Sie sah ihn vor sich. Seine braunen Haare, seine braunen Augen. Die gebräunte Haut, die kupfern in der Sonne schimmerte.

Sein Lächeln, sein Lachen. Das Glück in seiner Stimme, als er ihren Namen sagte.

Aura brach aus dem Wasser hervor, schnappte nach Luft, drehte sich noch im Aufkommen zum Leuchtturm, suchte nach ihm.

Doch er stand nicht an der Brüstung.

Auras Blick huschte weiter zu Theodor. Noch immer saß er am Strand, hatte seine Arme um die Beine geschlungen, presste Flappi fest an seine Brust.

Sie sah von der Entfernung, dass er zitterte und weil er nicht ohne sie zum Haus gehen würde, schwamm sie zurück zum Strand.

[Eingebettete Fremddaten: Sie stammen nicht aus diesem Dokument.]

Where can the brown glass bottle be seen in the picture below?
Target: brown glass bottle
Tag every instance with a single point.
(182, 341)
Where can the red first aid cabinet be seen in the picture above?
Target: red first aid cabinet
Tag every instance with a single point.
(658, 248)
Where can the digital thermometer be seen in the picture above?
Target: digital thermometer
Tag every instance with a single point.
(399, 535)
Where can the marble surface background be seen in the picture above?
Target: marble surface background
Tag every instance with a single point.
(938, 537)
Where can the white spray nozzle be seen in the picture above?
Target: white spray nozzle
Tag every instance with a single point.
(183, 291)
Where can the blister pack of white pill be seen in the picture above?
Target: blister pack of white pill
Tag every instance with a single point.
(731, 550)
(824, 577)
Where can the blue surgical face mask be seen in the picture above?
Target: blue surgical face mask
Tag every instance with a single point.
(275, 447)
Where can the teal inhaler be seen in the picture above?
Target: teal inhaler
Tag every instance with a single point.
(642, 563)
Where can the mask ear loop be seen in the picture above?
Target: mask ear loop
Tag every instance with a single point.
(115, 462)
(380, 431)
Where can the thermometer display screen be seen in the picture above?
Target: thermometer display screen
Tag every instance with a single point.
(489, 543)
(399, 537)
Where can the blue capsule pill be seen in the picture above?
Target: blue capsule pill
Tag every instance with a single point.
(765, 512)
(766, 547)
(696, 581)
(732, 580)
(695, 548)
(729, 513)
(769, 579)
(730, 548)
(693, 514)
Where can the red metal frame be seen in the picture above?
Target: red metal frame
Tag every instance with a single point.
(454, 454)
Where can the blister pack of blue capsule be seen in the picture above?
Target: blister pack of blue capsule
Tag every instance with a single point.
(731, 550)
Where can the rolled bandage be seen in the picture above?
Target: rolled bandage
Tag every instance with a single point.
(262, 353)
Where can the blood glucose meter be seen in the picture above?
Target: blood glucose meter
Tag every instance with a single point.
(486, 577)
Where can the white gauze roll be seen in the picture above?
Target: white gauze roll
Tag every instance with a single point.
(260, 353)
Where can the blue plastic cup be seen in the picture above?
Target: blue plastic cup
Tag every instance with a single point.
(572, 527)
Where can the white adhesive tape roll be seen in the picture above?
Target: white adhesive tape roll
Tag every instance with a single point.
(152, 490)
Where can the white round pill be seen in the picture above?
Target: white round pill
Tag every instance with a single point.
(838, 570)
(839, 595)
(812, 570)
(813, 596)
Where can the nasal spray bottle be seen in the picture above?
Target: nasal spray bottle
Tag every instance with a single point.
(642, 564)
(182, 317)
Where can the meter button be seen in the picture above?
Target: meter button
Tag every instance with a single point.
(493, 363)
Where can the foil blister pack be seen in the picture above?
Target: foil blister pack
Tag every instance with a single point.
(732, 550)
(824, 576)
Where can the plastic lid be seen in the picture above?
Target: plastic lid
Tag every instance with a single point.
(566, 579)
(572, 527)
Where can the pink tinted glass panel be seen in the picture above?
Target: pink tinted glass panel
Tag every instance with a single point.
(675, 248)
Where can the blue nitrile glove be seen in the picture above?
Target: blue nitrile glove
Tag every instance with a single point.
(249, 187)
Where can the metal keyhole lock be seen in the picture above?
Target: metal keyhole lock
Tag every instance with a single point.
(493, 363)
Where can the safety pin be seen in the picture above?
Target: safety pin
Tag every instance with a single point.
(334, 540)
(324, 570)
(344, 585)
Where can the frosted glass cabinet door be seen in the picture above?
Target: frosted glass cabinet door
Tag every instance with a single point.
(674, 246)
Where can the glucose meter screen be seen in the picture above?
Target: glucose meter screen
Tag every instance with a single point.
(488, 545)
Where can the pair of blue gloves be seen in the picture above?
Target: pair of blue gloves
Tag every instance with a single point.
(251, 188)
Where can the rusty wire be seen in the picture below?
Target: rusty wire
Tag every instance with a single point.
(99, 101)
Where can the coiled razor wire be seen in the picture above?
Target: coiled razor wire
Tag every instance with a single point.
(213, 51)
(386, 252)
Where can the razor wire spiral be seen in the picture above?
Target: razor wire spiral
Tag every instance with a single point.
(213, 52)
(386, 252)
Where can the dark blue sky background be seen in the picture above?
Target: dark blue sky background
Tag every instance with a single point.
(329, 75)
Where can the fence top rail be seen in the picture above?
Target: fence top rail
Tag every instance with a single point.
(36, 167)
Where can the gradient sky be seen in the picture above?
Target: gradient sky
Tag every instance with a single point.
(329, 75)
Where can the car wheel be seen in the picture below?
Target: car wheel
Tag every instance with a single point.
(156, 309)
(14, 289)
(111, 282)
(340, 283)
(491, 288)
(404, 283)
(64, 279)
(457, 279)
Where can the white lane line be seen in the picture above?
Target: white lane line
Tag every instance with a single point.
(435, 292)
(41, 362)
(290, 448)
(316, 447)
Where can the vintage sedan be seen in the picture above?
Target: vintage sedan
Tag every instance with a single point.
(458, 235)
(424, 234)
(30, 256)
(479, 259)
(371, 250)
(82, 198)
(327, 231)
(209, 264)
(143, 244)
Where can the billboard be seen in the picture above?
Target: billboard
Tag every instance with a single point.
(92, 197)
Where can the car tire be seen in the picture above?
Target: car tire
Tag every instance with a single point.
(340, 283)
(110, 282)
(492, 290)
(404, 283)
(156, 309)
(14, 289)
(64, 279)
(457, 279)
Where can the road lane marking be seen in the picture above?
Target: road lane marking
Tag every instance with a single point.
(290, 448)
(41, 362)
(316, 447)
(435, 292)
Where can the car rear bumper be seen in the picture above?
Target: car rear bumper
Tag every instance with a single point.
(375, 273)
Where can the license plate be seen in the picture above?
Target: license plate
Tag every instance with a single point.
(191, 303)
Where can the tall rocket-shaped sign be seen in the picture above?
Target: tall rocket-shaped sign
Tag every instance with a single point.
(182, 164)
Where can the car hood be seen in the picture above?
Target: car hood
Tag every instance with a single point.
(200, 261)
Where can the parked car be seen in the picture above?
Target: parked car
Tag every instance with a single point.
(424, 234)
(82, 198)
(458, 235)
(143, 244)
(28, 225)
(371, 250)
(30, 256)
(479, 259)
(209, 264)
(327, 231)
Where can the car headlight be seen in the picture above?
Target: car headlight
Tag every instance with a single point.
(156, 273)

„Er ist wieder weg." Theodor kam ihr entgegengerannt, griff nach ihrer kalten, nassen Hand. Sie erwiderte seinen Händedruck.

„Glaubst du, er wird zurückkommen?"

Er sah zu ihr hoch.

„Ich mag ihn, Aura. Ich will nicht, dass er geht."

Das junge Mädchen lächelte. Ein trauriges Lächeln.

„Er macht dich glücklich, Aura. Ich will nicht, dass er geht. Er soll zurückkommen."

Sie wusste nicht, was sie sagen sollte. Blickte nur schweigend zum Leuchtturm.

„Woher weißt du, wann er geht und wann er kommt?", fragte sie ihn leise.

Diesmal war er es, der nicht antwortete.

„Erinnerst du dich?" Seine blauen Kulleraugen blickten sie an. „Aura? Erinnerst du dich an ihn? Oder an irgendetwas?"

Hoffnung strahlte aus seinem kleinen Gesicht. Hoffnung, die direkt von seinem kleinen Herzen zu kommen schien.

Erinnerte sie sich? Waren das Erinnerungen?

Sie erinnerte sich daran, dass Theodor derjenige gewesen war, der sie am Strand gefunden hatte. Und sie erinnerte sich daran, dass sie ihn von irgendwoher gekannt hatte, obwohl sie ihn zuvor noch nie gesehen haben konnte.

Sie war sechzehn gewesen, als er geboren worden war. Und in dieser Zeit wurde sie bereits seit sieben Jahren irgendwo festgehalten.

Sie erinnerte sich an nichts aus dieser Zeit. Wusste nicht einmal, ob sie sich daran erinnern sollte, oder ob sie sich überhaupt daran erinnern wollte.